SCROLL TO CONTINUE WITH CONTENT
"Saya minta dia pergi, tapi dia malah mengayunkan tangannya ketika saya melengos, dan memukul muka saya sebelah kiri."
"Sebagai pemain timnas Inggris, dia semestinya menjadi panutan. Tapi kelakukannya sungguh mengerikan. Saya akan merasa hancur kalau dia tidak dituntut," sambung pria berusia 22 tahun tersebut.
"Saya tidak mengenali dia dan mengatkan, 'Aku tak peduli siapa tahu. Kamu tak boleh masuk'."
Pertengkaran makin hebat dan King nyap-nyap makin vulgar. Butt mengatakan dirinya mulai dimaki-maki dengan kata-kata kotor. Ketika atasan Butt turun tangan, King tetap marah dan juga menghina orang teresebut.
"Lalu dia bilang, 'Kalian orang-orang kulit putih, itu sebabnya kalian berlaku rasis padaku dengan tidak membolehkan aku masuk."
King lalu menyerang Butt dan memukulnya secara telak. Seorang karyawati yang hendak menenangkan dirinya malah ia dorong. Ketika petugas polisi datang pun ia masih marah-marah di dalam mobil.
Butt juga menuturkan bahwa dia sempat mengaku suporter Liverpool.
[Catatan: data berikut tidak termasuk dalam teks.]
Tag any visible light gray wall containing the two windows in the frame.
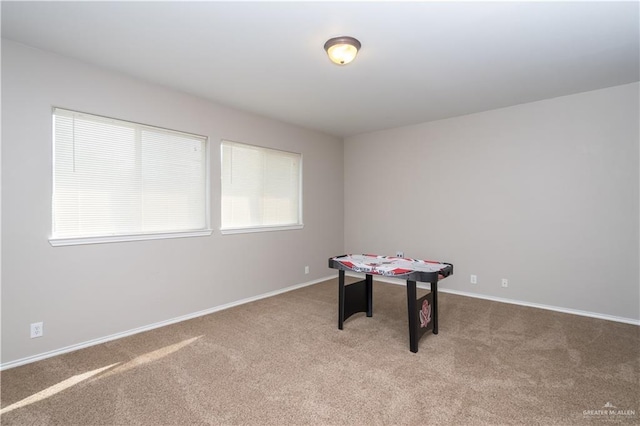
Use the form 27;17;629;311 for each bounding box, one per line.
2;40;344;364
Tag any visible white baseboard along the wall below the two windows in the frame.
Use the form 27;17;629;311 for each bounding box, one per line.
0;276;335;371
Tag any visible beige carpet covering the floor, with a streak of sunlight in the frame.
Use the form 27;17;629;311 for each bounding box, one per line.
0;280;640;425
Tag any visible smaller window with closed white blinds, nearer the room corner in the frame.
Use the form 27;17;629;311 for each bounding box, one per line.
221;141;302;233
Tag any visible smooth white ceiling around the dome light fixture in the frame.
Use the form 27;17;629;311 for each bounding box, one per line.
2;1;640;136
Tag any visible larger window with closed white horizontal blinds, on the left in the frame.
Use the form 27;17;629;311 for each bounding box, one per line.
50;108;211;245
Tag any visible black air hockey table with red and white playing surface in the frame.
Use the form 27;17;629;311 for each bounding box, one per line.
329;254;453;353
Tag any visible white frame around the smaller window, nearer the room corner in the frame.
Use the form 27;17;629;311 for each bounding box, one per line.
219;139;304;235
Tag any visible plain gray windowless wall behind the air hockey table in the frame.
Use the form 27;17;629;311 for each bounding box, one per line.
344;83;640;321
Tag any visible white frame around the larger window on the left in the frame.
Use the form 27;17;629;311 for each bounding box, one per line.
48;106;213;247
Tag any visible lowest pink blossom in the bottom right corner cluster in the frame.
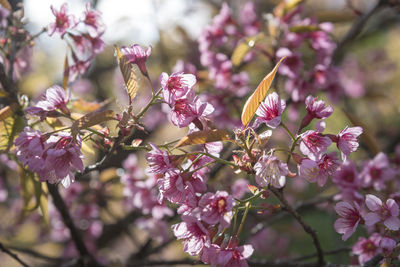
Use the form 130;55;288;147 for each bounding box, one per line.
353;233;382;264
Reaksi King adalah "Oh, jadi kamu itu suporter di gendut (Steven) Gerrard toh?"
Sementara itu King telah melayangkan permintaan maaf melalui situs resmi Spurs, termasuk kepadaΒ manajer Harry Redknapp. Ia mengakui tindakannya tersebut sangat tidak pantas, namun menyebut hal tersebut bukanlah karakter dia yang sesungguhnya.